Anyway, I don’t know what I’m doing. Trying to do the best I can, I suppose. Veganism and class is a hard subject, but I think we at the grassroots need to redefine it, remix it, and stake our claim.
” Sometimes I don’t even like the word “vegan,” because it so often conjures a bunch of things I am not and that I don’t do and that aren’t even any closer to “nature” than we probably ought to aspire. I’m just a dude that eats fruits and vegetables, like bananas and spinach and watermelon and things, not even organic because I’m just broke as a mofo.
Anyway, I don’t know what I’m doing. Trying to do the best I can, I suppose. Veganism and class is a hard subject, but I think we at the grassroots need to redefine it, remix it, and stake our claim.”
This. So much. I admire your way with words and your outlook.
I am also afraid to label myself as ‘vegan’ to others, because of the associations it conjures (especially for omnivores), when to me it is just a natural and yummy thing that I do because it feels better.
Thank you for your insightful comments!
excellent post. i find so few vegans in the U.S. who are willing to talk about class, and so few other activists who dare to see how animals have been dragged into the class war. it seems to me that just as class society developed with the notion of private property, so too all the nastiest forms of oppression. when human society began to think of land, food, and other resources as private property, monopolized by one class over another, it also became easy to think of other beings the same way: slaves, women and children, and domestic animals. it’s really heartening to find others thinking through these issues!

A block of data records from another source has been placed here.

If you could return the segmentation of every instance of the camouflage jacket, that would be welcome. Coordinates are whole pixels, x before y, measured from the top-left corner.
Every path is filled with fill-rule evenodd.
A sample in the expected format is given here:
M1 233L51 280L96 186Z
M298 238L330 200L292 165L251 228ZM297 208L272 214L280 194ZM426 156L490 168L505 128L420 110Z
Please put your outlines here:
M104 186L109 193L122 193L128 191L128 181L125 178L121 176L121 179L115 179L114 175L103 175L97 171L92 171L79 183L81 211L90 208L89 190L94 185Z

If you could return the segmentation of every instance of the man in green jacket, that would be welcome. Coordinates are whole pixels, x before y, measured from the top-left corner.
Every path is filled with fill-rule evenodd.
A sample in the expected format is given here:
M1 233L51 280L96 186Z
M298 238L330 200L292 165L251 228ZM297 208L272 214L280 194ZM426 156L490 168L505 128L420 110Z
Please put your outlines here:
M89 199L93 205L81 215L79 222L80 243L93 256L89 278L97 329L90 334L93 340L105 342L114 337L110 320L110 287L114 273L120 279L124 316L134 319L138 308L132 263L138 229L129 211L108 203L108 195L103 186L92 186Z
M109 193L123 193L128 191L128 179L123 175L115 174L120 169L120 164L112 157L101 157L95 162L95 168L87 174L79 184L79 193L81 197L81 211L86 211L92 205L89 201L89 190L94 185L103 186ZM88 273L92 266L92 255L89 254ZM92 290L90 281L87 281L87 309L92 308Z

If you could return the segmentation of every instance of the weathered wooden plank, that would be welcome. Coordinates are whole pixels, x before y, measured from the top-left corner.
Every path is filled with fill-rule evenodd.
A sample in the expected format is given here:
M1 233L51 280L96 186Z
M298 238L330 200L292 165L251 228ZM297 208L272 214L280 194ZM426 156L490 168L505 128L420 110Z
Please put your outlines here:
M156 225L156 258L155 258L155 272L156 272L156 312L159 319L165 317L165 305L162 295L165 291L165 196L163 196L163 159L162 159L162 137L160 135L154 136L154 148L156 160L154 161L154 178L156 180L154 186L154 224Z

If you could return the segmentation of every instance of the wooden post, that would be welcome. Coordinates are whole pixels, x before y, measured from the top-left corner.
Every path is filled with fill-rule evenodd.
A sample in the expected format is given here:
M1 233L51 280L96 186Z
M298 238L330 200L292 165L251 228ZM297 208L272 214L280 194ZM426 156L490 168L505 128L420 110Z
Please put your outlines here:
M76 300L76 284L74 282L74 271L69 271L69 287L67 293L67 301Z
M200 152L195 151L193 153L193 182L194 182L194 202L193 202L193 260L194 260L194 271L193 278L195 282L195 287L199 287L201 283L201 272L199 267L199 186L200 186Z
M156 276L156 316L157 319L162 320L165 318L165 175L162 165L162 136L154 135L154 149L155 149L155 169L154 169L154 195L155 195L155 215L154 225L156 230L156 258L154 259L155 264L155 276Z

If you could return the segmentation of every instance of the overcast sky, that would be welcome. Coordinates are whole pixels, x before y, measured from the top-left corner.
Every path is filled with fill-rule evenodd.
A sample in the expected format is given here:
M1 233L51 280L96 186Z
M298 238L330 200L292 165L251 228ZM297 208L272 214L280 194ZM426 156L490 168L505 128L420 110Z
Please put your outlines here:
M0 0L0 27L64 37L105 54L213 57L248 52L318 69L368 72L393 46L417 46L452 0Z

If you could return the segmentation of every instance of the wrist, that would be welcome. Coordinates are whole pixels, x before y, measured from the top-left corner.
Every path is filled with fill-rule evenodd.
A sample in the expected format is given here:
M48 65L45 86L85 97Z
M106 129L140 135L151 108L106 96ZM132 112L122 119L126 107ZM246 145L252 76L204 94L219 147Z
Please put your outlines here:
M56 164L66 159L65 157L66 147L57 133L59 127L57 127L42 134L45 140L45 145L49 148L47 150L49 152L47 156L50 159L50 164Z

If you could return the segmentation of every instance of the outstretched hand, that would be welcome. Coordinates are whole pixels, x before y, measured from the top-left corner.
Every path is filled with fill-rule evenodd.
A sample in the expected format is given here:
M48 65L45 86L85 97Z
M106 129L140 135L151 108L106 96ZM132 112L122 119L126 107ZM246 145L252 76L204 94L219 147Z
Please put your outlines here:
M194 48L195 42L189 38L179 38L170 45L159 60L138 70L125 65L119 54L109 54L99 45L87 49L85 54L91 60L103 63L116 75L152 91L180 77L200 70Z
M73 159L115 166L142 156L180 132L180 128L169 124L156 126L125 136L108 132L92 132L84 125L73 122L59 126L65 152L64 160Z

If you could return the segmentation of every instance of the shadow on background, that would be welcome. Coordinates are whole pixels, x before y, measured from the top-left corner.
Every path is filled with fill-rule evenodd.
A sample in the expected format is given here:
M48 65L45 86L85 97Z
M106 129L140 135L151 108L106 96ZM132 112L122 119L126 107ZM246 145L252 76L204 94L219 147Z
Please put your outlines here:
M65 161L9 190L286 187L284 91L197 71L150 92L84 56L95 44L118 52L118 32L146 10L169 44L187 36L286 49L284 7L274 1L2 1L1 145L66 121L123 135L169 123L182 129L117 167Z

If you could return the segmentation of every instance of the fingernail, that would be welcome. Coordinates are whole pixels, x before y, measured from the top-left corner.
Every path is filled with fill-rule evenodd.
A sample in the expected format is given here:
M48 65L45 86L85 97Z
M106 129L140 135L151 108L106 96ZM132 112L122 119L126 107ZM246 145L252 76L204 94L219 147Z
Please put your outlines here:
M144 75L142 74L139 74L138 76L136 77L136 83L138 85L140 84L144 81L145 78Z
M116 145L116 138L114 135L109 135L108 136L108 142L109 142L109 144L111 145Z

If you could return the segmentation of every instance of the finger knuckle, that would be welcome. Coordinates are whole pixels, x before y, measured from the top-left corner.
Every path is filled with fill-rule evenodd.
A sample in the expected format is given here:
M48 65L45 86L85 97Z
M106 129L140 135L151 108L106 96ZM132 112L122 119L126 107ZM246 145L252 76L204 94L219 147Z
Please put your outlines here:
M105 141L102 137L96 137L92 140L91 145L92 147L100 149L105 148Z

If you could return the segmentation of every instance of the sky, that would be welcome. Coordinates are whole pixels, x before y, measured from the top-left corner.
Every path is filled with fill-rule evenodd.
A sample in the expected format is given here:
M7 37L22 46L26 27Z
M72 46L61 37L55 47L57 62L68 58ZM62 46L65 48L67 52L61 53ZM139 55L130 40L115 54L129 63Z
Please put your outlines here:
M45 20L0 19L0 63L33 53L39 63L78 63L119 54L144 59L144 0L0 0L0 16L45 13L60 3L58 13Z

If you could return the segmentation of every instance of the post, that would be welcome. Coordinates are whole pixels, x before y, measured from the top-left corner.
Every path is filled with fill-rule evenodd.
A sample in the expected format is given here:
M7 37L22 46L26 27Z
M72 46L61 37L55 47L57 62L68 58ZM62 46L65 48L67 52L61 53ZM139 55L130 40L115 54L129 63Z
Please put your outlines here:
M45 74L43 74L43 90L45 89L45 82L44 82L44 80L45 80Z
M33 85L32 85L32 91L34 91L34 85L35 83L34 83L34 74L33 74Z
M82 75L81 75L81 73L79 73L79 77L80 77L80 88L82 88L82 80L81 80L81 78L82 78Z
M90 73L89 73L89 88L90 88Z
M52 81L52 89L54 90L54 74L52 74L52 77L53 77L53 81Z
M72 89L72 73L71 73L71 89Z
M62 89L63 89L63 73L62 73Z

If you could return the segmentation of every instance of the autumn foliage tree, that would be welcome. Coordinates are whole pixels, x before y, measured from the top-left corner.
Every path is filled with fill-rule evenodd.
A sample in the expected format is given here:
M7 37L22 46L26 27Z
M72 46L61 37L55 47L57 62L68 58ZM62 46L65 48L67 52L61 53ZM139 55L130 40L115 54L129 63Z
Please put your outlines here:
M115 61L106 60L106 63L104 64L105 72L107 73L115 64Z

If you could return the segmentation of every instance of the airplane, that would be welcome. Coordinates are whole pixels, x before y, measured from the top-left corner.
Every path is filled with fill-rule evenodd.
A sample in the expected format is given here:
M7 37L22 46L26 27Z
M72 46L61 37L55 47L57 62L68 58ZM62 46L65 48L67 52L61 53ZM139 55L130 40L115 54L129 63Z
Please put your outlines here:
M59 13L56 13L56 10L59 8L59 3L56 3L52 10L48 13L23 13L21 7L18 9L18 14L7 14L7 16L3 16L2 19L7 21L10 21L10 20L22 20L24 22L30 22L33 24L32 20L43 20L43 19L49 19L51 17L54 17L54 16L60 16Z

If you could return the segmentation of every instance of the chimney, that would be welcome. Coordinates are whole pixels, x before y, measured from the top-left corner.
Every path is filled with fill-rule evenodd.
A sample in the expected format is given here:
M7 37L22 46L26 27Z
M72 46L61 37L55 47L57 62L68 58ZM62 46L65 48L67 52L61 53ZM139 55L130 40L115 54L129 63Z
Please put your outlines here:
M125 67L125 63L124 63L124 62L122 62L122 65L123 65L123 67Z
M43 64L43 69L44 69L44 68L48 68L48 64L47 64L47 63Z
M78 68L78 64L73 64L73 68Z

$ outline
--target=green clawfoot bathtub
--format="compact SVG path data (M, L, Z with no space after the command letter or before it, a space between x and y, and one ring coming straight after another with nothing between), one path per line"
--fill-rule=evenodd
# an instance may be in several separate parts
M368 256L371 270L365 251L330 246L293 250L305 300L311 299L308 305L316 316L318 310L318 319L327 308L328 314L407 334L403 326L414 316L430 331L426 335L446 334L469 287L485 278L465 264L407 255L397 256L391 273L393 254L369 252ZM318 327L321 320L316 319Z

This is very interesting. I think veganism is quite often portrayed as only for the upper middle class or the rich, which is why I like projects like http://dollamenu.wordpress.com/ which proves by living it that a healthy vegan diet is possible on a small budget. And also the Window Farm project, which aims to allow people to grow produce in their inner city apartment with a recycled plastic bottle hanging garden.
And of course I know that I’m speaking from a position of privilege, and I don’t expect or need everyone to be vegan, nor judge those who are not, whatever their reasons may be. I just know that it’s right for me. I feel uncomfortable promoting it heavily like some people do, and only really encourage when someone already seems interested.
This blog is very eye-opening for me, as someone who has never really thought about the politics of veganism. I appreciate the well written and thought out post 🙂
First, millions of animals are killed each year through the harvesting of various plant based products: their land is razed, machines that till the land chop them to pieces, pesticides are sprayed liberally…
Second, some of the wealthiest people in most first world countries are, contrary to what you’ve said, relatively thin. The US food infrastructure peddles shitty products (tons of meat-by products) to those of the lower classes. There’s a obesity epidemic, and most who fall within this statistic are not the capitalist elite who can afford to eat otherwise…
More animals are killed to grow crops to feed to animals which are then killed than would be killed simply to grow crops for us to eat. “Food” animals must eat something, and we grow the crops they eat. Depending on the crop (usually corn) and the “food” animal (usually cows and chickens), it can take up to 20x the amount of land, and thus field mice/crickets/etc, to produce an equivalent amount of human-ready calories.